The shattering of the poem’s visible form reflects the literal violence against the indigenous peoples outlined in the book’s framing historical narrative. The seven densely packed stanzas that open the first section, "Hope Atherton’s Wanderings," appear as a kind of archeological dig -- "deep so deep as my narrative" (S 9) -- that turns up nothing but the rubble of often obsolete language: "Clog nutmeg abt noon / scraping cano muzzell / foot path sand and so / gravel rubbish vandal horse flesh ryal tabl . . ." (S 6). The markers of official historical chronicle appear in these poems -- places, names, dates, times, numbers -- "April," "Clay Gully," "May," and "abt noon" -- but only as shards and fragments, not the product of a single shaping consciousness.

The result is what might appear to be the demolition of the lyric "I" and thus of any potential for testimonial address. If the lyric "I" has been understood as a framing structure that makes witnessing possible in poetry, Howe’s poems investigate those traumatic events that refuse to stay within its frame of reference, resisting our efforts at translation, explanation, and rationalization. "A piece of sentence left unfinished," says Howe, "can act as witness to the question proposed by a suspended ending" ("Ether" 126). For Howe, the extreme iconoclasm, fragmentation, and seriality of ecstatic or mystic speech paradoxically allows the poet to access and register history’s previously invisible persons and inarticulate voices.

As a method for recovering the lost voices of others, this kind of violent iconoclasm is somewhat questionable. Having absorbed so much violence and having, in turn, projected so much aggression, Howe’s writing pushes H.D.’s dislocating ecstatic historiography to its logical extreme, testing its practical consequences for the reading audience. Her poetry forces the question of how far poetic language can move in the direction of materializing the traumas and dislocations of history before it relinquishes the possibility of poetic agency and surrenders the human capacity to bear historical witness. Howe herself adds a note of caution, saying in an interview, "I am concerned that so much of my work carries violence in it" (B 177).
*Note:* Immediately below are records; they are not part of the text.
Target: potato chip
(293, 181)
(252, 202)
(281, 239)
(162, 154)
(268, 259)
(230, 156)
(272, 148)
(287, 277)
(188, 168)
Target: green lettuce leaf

The peculiar violence of Howe’s poetic method cannot be denied, and her poetry asks us to consider the relation of violence to the work of witnessing. To what degree does a witness transmit or re-enact the violence to which she testifies? To what extent is the witness, then, implicated in that violence? If Howe views her archival source texts as "crime scenes," can her own texts be invulnerable to the same charge? Can the iconoclastic poet -- especially one who writes as survivor and thus as history’s "winner" -- be excused from complicity or collusion with the original violating event? Furthermore, how can such pulverized and violated language be reconciled with Howe’s tender and even sentimental desires to "lift" and rescue lost voices? This dilemma is inherent to the work of witness: while witness requires a coherent narrative or storytelling voice, relying for much of its force on the listener/reader’s clear sense of an authorial presence and identity, it must also resist and disrupt the totalizing finality of the master narratives that legitimate one group’s domination and enforce cultural (and textual) conformity.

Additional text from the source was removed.